Bir pencereden baktığımızda birbirine benzer özellikleri olsada aynıdır diyemeyiz.
Genel hatlarıyla ifade edecek isek Vehbi ilim aklın bir ürünüdür oysa ilham Allah'ın kuluyla konuşmasıdır.. Biri akıl ile alakalı iken diğeri kalb ile alakalı..

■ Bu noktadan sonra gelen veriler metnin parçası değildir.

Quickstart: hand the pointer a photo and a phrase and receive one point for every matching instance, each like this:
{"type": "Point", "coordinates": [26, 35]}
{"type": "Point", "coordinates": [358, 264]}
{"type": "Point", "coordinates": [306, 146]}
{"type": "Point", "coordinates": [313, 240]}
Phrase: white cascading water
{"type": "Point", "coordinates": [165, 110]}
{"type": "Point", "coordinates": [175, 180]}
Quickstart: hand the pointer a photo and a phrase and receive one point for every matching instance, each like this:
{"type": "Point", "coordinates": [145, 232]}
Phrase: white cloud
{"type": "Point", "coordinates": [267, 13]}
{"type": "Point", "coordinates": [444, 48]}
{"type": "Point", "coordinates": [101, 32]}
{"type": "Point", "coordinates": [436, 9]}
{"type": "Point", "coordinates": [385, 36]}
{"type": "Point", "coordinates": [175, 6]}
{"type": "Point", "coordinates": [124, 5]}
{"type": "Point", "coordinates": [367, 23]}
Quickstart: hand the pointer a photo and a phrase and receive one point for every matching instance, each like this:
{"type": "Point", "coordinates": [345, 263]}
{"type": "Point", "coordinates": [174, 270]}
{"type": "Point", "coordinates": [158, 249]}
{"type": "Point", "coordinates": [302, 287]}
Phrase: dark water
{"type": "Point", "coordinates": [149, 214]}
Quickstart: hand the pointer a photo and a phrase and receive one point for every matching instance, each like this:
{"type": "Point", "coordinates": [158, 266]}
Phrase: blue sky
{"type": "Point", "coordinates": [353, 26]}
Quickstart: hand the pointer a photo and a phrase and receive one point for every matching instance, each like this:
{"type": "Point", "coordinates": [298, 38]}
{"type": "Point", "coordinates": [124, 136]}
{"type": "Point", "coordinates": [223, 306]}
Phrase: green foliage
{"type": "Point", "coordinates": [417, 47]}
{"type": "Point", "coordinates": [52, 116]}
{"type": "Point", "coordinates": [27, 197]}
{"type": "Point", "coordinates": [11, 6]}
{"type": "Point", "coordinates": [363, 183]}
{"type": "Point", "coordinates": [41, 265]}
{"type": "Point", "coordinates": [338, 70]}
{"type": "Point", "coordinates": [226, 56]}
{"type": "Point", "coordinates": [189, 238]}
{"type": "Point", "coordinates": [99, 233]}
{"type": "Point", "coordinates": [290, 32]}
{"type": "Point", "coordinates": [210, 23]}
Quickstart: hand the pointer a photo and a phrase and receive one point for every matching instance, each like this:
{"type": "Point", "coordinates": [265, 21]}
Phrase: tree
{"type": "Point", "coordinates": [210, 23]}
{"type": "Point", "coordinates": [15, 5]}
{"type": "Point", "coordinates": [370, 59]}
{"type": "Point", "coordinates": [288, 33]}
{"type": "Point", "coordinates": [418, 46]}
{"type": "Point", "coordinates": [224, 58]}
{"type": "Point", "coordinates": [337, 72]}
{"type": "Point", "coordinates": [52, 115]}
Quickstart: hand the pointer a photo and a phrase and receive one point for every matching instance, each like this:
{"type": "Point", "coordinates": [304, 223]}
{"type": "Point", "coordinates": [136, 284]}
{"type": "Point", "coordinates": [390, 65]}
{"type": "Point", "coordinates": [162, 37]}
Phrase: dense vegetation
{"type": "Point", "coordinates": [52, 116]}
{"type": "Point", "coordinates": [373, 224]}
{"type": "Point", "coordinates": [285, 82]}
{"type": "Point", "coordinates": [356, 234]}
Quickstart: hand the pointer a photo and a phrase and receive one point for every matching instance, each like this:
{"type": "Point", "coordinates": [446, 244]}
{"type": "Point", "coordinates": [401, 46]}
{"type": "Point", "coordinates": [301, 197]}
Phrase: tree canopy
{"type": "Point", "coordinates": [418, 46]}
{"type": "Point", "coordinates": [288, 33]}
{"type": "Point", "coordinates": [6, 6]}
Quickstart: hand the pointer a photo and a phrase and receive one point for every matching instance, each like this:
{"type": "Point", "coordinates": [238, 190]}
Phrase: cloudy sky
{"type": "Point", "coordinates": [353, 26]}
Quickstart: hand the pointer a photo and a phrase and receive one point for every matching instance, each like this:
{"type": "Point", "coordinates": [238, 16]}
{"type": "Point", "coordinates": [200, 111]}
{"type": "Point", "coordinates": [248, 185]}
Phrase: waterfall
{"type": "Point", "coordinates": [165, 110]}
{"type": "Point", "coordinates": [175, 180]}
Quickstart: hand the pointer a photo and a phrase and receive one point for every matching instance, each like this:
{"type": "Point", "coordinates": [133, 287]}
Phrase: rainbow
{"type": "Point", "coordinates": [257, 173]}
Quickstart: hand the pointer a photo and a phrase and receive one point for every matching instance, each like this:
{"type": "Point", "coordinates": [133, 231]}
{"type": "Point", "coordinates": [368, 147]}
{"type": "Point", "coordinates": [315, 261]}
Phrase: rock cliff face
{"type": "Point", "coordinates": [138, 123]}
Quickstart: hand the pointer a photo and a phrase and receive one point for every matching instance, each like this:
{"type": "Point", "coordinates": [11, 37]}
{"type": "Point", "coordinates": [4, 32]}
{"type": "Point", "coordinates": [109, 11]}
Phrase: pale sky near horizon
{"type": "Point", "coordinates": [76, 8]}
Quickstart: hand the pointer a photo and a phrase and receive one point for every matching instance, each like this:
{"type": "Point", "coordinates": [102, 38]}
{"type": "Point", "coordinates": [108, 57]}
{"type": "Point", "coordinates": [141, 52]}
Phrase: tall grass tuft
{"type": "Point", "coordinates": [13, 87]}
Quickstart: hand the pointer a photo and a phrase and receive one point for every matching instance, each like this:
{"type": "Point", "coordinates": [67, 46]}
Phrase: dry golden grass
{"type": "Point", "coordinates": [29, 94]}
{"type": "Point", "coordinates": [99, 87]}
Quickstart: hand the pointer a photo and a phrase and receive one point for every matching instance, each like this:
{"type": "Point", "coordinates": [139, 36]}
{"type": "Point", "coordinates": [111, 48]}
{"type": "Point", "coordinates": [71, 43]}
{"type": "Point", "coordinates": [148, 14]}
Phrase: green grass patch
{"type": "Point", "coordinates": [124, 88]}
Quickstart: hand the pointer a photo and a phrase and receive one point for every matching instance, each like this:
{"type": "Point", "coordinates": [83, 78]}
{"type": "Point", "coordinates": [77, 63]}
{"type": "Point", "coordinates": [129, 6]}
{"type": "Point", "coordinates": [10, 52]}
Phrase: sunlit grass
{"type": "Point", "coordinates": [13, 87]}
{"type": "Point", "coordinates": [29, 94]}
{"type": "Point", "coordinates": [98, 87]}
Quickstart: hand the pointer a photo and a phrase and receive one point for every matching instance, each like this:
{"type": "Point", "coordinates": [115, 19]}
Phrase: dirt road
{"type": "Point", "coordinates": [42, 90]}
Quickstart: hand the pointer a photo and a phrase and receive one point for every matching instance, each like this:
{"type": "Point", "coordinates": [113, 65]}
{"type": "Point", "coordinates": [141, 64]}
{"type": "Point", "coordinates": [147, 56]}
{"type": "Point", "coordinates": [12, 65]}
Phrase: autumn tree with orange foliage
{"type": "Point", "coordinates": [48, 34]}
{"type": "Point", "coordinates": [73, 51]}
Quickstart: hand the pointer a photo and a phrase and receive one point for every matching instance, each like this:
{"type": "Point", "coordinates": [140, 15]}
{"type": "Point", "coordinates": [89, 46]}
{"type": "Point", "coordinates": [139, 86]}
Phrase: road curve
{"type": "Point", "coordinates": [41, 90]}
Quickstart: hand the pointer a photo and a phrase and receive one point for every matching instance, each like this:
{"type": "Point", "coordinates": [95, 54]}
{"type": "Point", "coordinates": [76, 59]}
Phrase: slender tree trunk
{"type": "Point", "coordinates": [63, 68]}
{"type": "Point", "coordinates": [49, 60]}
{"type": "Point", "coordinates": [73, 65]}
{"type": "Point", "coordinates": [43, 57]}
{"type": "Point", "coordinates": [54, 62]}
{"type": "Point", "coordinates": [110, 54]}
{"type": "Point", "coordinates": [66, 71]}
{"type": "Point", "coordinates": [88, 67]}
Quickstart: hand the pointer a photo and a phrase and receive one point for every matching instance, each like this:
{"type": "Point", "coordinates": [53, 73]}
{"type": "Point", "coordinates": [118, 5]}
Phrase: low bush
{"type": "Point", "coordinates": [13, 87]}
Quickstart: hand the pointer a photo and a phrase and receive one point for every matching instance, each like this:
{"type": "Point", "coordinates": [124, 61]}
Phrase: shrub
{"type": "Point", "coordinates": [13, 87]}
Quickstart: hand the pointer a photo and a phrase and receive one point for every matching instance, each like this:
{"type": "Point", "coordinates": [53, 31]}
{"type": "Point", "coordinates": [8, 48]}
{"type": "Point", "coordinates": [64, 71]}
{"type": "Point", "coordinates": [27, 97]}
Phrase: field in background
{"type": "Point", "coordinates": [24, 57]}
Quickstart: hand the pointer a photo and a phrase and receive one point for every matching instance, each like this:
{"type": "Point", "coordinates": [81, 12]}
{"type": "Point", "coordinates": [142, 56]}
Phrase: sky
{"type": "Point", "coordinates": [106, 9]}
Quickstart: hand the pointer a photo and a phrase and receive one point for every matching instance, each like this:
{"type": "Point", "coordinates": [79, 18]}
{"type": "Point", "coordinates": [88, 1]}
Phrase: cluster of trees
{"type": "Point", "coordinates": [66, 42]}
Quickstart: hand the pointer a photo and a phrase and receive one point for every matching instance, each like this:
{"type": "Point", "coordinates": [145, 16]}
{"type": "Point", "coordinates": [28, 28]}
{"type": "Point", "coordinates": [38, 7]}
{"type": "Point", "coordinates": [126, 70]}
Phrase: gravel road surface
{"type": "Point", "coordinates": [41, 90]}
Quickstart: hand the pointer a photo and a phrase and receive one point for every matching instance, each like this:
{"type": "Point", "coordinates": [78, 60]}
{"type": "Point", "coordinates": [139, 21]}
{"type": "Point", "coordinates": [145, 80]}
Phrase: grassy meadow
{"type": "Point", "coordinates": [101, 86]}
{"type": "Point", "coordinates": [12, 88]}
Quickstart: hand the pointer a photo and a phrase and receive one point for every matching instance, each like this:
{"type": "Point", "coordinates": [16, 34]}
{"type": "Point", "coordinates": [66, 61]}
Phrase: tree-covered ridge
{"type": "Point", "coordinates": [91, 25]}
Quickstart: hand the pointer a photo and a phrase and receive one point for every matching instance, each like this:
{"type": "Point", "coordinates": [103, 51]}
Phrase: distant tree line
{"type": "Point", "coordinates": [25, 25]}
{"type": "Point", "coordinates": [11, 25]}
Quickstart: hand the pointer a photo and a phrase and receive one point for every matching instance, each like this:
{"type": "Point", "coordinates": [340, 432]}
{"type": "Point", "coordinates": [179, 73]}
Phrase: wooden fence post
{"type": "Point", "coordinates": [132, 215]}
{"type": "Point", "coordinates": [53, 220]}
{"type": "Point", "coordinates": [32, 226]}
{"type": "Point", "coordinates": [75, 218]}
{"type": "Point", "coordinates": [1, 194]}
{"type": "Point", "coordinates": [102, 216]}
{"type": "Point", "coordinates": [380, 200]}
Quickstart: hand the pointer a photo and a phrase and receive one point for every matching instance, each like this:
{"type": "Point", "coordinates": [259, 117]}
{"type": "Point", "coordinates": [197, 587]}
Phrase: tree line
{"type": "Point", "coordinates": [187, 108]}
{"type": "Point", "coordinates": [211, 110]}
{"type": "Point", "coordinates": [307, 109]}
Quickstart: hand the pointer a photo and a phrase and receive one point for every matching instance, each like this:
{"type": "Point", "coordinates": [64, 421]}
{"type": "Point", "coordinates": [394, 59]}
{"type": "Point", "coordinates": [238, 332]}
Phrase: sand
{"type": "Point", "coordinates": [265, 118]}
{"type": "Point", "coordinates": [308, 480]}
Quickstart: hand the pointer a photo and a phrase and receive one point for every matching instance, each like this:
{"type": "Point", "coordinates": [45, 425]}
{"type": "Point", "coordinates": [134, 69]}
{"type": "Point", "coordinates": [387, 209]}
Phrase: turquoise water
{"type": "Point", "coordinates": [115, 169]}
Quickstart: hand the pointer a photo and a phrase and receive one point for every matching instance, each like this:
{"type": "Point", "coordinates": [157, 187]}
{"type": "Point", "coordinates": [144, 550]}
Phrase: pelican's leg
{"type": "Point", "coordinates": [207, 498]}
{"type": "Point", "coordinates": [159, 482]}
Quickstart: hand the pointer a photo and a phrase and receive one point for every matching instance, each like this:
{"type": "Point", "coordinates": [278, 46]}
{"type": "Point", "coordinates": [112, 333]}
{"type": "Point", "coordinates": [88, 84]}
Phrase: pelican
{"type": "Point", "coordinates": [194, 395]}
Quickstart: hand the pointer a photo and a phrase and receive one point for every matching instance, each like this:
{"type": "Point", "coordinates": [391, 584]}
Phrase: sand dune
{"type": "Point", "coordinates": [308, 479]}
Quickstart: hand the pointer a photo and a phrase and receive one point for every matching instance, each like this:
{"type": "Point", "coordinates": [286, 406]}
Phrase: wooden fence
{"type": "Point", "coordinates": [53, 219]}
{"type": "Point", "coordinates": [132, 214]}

İşte, o zamanda zihinler, kalbler, ruhlar, bütün kuvvetleriyle Yerler ve Gökler Rabbinin marziyâtını anlamaya müteveccih olduğundan, içtimaiyât-ı beşeriyenin sohbetleri, muhavereleri, vukuatları, ahvalleri ona bakıyordu. Ona göre cereyan ettiğinden, her kimin güzelce bir istidadı bulunsa, onun kalbi ve fıtratı, şuursuz olarak herşeyden bir ders-i marifet alır, o zamanda cereyan eden ahval ve vukuat ve muhaverattan taallüm ediyordu. Güya herbir şey ona bir muallim hükmüne geçip, onun fıtrat ve istidadına, içtihada bir istidad-ı ihzarî telkin ediyordu. Hattâ o derece şu fıtrî ders tenvir ediyordu ki, yakîn idi ki kisbsiz içtihada kabiliyeti ola, ateşsiz nurlana... İşte, şu tarzda fıtrî bir ders alan bir müstaid, içtihada çalışmaya başladığı vakit, kibrit hükmüne geçen istidadı, nûrun alâ nûr sırrına mazhar olur, çabuk ve az zamanda müçtehid olurdu. (Yirmi yedinci söz)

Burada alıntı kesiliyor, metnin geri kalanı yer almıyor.